Real trade policy should protect workers, not just shareholders. It should ask: does this deal help small businesses stay in their communities? Does it enforce labor standards so companies can't just offshore jobs to avoid paying fair wages? The USMCA had some of these protections. But they only work if the deal survives.
Pakistan Building Collapse Kills 14 Children: Why Safety Standards Must Have Teeth
Fourteen children died when a roof collapsed at a tutoring center in Pakistan during construction. It's a tragedy that shouldn't happen anywhere. But it does—again and again—because safety standards exist on paper while corruption and profit-chasing thrive in practice.
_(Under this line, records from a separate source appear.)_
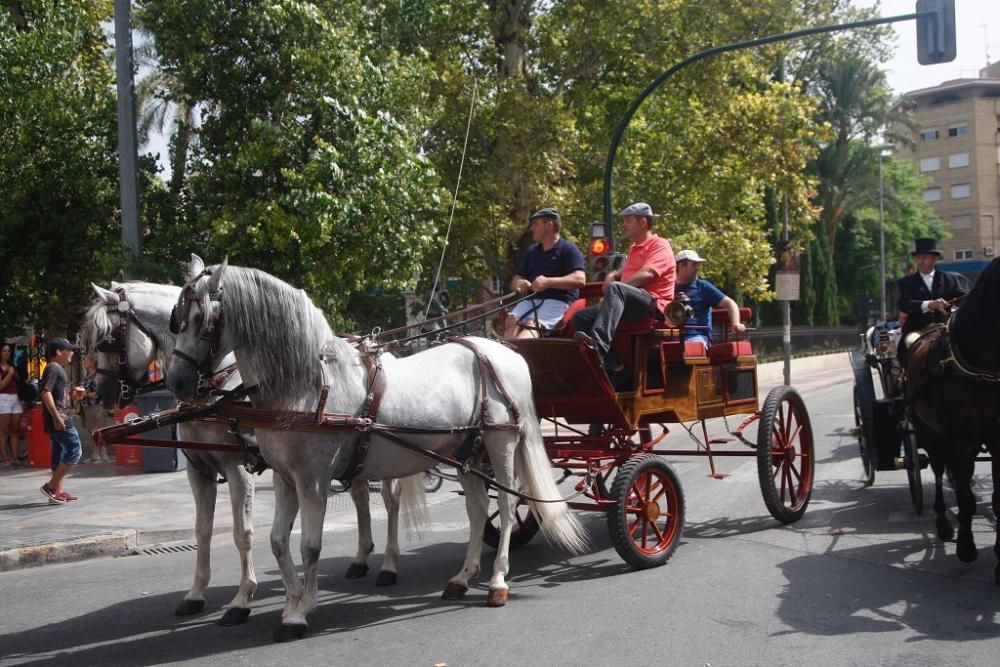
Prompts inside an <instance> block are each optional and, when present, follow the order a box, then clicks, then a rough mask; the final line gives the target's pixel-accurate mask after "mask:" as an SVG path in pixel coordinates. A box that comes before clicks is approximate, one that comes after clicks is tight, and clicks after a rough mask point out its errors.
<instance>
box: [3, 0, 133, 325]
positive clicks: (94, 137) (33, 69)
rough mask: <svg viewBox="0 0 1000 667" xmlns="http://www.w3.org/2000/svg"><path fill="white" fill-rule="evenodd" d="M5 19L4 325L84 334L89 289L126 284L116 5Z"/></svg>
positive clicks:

Weak enforcement kills. When inspectors can be bribed, when violations are ignored, when the cost of a fine is cheaper than doing the job right, people die. Children die. This isn't just a Pakistan problem. It's global. And it reflects a choice: are we willing to demand that safety rules mean something, or do we accept that corners get cut and bodies pay the price?
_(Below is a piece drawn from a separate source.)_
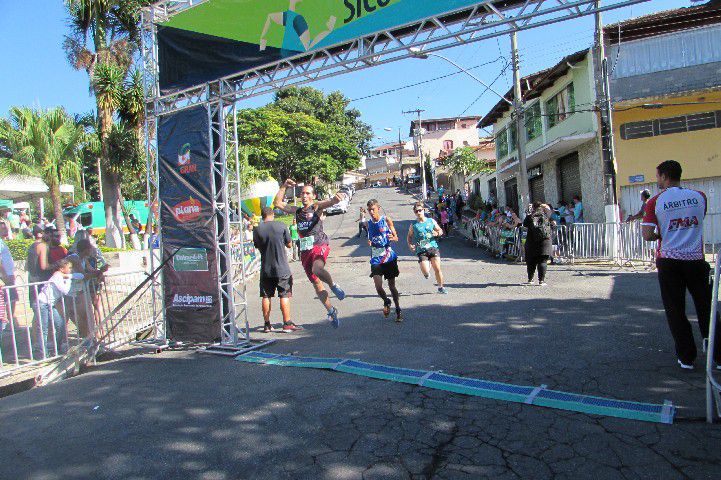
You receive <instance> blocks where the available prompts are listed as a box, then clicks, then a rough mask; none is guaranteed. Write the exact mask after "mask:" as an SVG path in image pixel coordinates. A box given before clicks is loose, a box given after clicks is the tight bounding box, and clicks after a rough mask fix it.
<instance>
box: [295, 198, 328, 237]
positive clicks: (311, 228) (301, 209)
mask: <svg viewBox="0 0 721 480" xmlns="http://www.w3.org/2000/svg"><path fill="white" fill-rule="evenodd" d="M311 208H312V210H310V211H305V210H303V208H302V207H299V208H298V210H296V211H295V221H296V222H297V224H298V236H300V238H301V244H302V243H304V242H303V239H304V238H308V237H313V239H312V244H313V245H328V236H327V235H326V234H325V232H323V220H321V219H320V215H318V211H317V210H316V208H315V205H313V206H312V207H311ZM308 241H310V240H308Z"/></svg>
The Common Good Party believes workers and their families deserve protection that's actually enforced. That means inspectors with real power to shut down unsafe operations. It means penalties steep enough that cutting corners costs more than doing it right. It means transparency so corruption can't hide. Safety isn't optional. Neither is accountability.
What This Adds Up To
Today's stories share a pattern: when rules collapse or aren't enforced, ordinary people pay. Workers face job loss because trade policy is uncertain. Veterans face neglect because America doesn't fund what it promises. Children die because safety standards don't matter if nobody's watching. These aren't separate problems. They're symptoms of a system that prioritizes convenience and cost over the people it's supposed to protect.
The Common Good Party exists to rebuild that system. That means trade deals that work for workers, not just Wall Street. Healthcare and support that actually reach veterans. Safety rules with real enforcement. And a government that works for people, not donors.